Transkript
LANDARZTGLOSSE
Immer gleich 144 – oder doch lieber der Hausarzt?
*von Dr. med. Jürg Weber
Bei Verdacht auf schwere Verletzung ist nicht der Hausarzt, sondern 144 aufzubieten.» – Dieser Satz stand in der «Thurgauer Zeitung» vom 27. März 2012. Gemeint war eine (zweifellos sinnvolle) Informationsveranstaltung zur Notrufnummer 144. Vorbei also die Zeit, als der mündige Bürger und Patient noch selber entscheiden konnte, ob er, auch bei akuten und schweren gesundheitlichen Problemen, den bisher üblichen Weg über den Hausarzt nehmen wollte. Nein, es «ist» 144 aufzubieten. Und das selbst dann, wenn nur der Verdacht auf eine schwere Verletzung besteht, nicht etwa nur in eindeutig lebensbedrohlichen Situationen. In wessen Interesse ist es denn, wenn die Meinung propagiert wird, ein Hausarzt, oder bei dessen Abwesenheit sein stellvertretender Notfalldienstarzt, sei nicht in der Lage, anlässlich eines kurzen Telefongesprächs zu entscheiden, ob tatsächlich sofort 144 aufgeboten werden soll? Aus der täglichen Praxis wissen wir, dass der Schweregrad einer gesundheitlichen Problematik vom Betroffenen und seiner Umgebung häufig als gravierend eingestuft wird, sich dann aber schon nach kurzer Zeit herausstellt, dass die Situation vom Haus- oder Notfalldienstarzt
nicht nur mit einer Erstbeurteilung entschärft und beruhigt, sondern sogar abschliessend behandeln liess. Dass solche Notfalleinsätze mit viel Stress, Flexibilität und Engagement verbunden sind, ist selbstverständlich, und wir sind natürlich froh, wenn dies nicht so häufig vorkommt.

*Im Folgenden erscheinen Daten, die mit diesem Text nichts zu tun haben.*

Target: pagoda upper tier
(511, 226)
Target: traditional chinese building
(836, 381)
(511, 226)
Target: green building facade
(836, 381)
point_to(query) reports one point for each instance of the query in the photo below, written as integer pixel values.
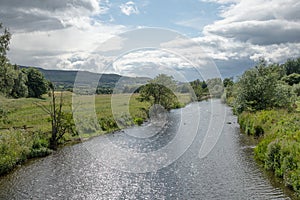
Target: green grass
(279, 146)
(25, 127)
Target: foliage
(215, 87)
(139, 121)
(199, 88)
(61, 122)
(279, 148)
(292, 79)
(20, 88)
(296, 89)
(160, 91)
(228, 82)
(260, 88)
(18, 145)
(36, 83)
(292, 66)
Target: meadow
(25, 127)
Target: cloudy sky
(146, 37)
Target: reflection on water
(228, 172)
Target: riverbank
(279, 147)
(25, 127)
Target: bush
(14, 148)
(18, 145)
(138, 121)
(108, 124)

Aber es kann uns trotzdem jederzeit «treffen», nämlich dann, wenn sich jemand nicht an den Befehl hält, dass 144 aufzubieten sei, sondern der Hausarzt. Oder wenn bereits alle Ambulanzen unterwegs sind und wir dann plötzlich kompetent sein dürfen, selbst in schwersten Fällen vor Ort das Richtige zu tun, selbstverständlich vollständig ausgerüstet (…). Es kommt zudem recht häufig vor, dass Patienten mit Verdacht auf eine schwere Verletzung direkt und untriagiert per Ambulanz abgeholt werden müssen (sog. Bobo-Taxi-Dienst). Und sich später bei uns beklagen, dass sie den Grossteil der bis zu 1000 Franken selber zahlen mussten. Natürlich zucken wir dann nicht nur mit den Schultern, sondern erklären geduldig, wie das Gesundheitswesen halt so «funktioniert». Vor allem, wenn die Patienten nach ambulanter Behandlung sofort entlassen werden konnten. Nicht zuletzt auch zur Entlastung von
144 und der Spitäler wird mancherorts, wie bei uns, noch der Hausarztnotfalldienst in den eigenen Praxen angeboten, verbunden mit dem Angebot, dass man rund um die Uhr dem Hausarzt oder seinem Notfalldienstvertreter anrufen kann, der versucht, am Telefon die Situation zu beurteilen, dann die Weichen stellt und, falls er nicht selber ausrückt, mindestens organisatorisch behilflich ist. Kann es sein, dass dies von der Bevölkerung nicht mehr in diesem Rahmen gewünscht und geschätzt wird oder dass der Service public der Hausärzteschaft dieses Spektrum nicht mehr wie bisher anbieten möchte? Aber dann sollte dies mindestens nicht im Alleingang von 144 und den Medien entschieden und publik gemacht werden. Selbstverständlich darf man Werbung in eigener Sache machen, so mit «144 ist immer richtig» oder mit «Ihr Hausarzt – Anlaufstelle für alle Fälle». Dies im steten Bewusstsein der eigenen Grenzen und ohne die Kooperationspartner deswegen mit einem Nachsatz schlecht zu machen oder auszuschliessen.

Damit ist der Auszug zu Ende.